# Dope sneakers



## Nickx (Aug 27, 2011)

in your opinion what are the most dope shoes you can think of, I usually rock out Osiris's but today I ordered some of these. adidas adiRise Mid Shoes


----------



## Torstein (Feb 13, 2011)




----------



## oneshot (Oct 8, 2010)

I like pot leafs on my DOPE sneakers!


----------



## Tech420 (Jul 1, 2011)

Milli Vanilli SB Dunks....my favorite pair that I own


----------



## Nickx (Aug 27, 2011)

oneshot said:


> I like pot leafs on my DOPE sneakers!


i actually have pot leaf shoelaces


----------



## grafta (Dec 21, 2009)

Fuck sneakers. Motherfucken Clarks is where its at.

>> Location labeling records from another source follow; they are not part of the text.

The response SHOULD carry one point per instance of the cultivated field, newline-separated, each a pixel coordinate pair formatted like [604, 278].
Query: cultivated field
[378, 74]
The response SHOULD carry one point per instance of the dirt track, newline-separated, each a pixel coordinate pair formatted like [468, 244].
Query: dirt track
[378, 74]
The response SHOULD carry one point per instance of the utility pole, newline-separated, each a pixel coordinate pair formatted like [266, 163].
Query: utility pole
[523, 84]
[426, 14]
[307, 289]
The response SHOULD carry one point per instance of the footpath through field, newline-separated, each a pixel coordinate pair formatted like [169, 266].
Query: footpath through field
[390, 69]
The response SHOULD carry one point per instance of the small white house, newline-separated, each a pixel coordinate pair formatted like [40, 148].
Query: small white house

Sneakers is fucken kids shoes. Grown mans shit is where its at


----------



## nomembername (Mar 21, 2011)

Got Jordan V's the retro black and red with the 3M tongue. Im a fan of the Yeezy's but dont own them.
I have the Tweed pack dunks. They get some compliments.


----------



## andreas (Mar 20, 2011)

osiris are fucking gay. gtfo.


----------



## IdahoFreshies (Jul 9, 2011)

> osiris are fucking gay. gtfo.


seriously, osiris blows, and i have yet to meed someone wearing them who is not a complete douche nozzle.


----------



## NickBates (Mar 21, 2014)

Pretty dope


----------